Clearly pursuing the build-it strategy are private equity and other financial investors who became controlling shareholders as a result of MGM’s bankruptcy.
The largest is New York-based Anchorage Capital Group, with a reported 32% equity stake. The firm’s Kevin Ulrich serves as MGM’s chairman. Another is Dallas-based Highland Capital Management, reportedly with a roughly one-fifth ownership.
Ulrich, Anchorage and Highland all declined comment for this story.

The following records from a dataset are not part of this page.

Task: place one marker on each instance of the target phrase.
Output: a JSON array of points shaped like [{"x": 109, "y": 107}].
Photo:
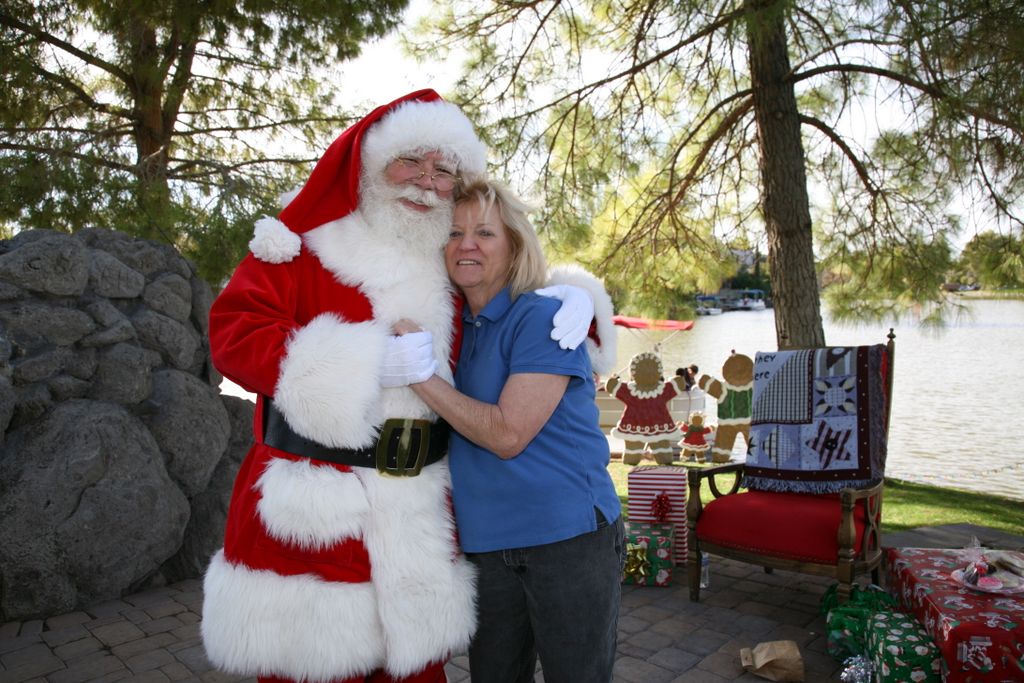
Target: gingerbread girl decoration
[
  {"x": 694, "y": 444},
  {"x": 646, "y": 422},
  {"x": 734, "y": 393}
]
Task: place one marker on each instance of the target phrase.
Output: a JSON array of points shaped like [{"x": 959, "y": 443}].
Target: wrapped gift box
[
  {"x": 648, "y": 559},
  {"x": 657, "y": 496},
  {"x": 979, "y": 635},
  {"x": 901, "y": 650}
]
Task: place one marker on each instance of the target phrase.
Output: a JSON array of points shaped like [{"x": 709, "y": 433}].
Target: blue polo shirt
[{"x": 547, "y": 493}]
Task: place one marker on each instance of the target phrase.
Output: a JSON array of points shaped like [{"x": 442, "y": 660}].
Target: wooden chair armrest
[
  {"x": 849, "y": 498},
  {"x": 695, "y": 475},
  {"x": 853, "y": 495}
]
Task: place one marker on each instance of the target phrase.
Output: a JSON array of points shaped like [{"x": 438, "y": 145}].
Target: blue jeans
[{"x": 559, "y": 601}]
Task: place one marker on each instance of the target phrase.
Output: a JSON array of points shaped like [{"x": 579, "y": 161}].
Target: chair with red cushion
[{"x": 813, "y": 475}]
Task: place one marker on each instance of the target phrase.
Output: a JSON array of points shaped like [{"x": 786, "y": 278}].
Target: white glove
[
  {"x": 571, "y": 323},
  {"x": 409, "y": 359}
]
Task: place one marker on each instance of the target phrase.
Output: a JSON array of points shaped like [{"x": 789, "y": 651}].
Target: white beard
[{"x": 395, "y": 224}]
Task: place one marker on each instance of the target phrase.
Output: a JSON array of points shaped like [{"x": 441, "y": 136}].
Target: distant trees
[
  {"x": 657, "y": 130},
  {"x": 176, "y": 120},
  {"x": 993, "y": 261}
]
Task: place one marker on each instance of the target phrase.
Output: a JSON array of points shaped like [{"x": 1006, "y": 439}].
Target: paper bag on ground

MGM’s resurrected TV production business is particularly robust. The company produces the Emmy-winning TV series drama “The Handmaid’s Tale” for the Walt Disney Co.-owned streamer Hulu, and “Fargo” for the FX cable network. Last year alone, MGM produced 981 episodes for 41 shows, up from 792 episodes for 31 shows the year before.
MGM built its TV production business almost from scratch in recent years, in part through corporate acquisitions, including Big Fish Entertainment (A&E’s “Live PD”) in 2018.
Most transformative was buying Mark Burnett’s production business (CBS Television’s “Survivor” and NBC’s “The Apprentice,” starring Donald Trump) for an estimated $600 million. Burnett is now chairman of MGM’s Worldwide Television Group.
The company’s big bet remains diversifying premium TV service Epix by adding on-demand viewing. That parallels another Hollywood independent, Lions Gate Entertainment Corp., whose Starz Entertainment premium services face similar challenges.
Both Epix and Starz were purchased just as a long boom in cable TV peaked and consumers shifted to on-demand streaming.
MGM’s Epix effort has earned praise from Moody’s Investors Service for diversification.
At the same time, Moody’s cautioned in a June report that the company’s strategy of stockpiling debt in pursuit of corporate acquisitions and accelerated content creation “adds significant additional financial risk.”
Meanwhile, the iconic lion is biding its time until 007 can emerge from quarantine.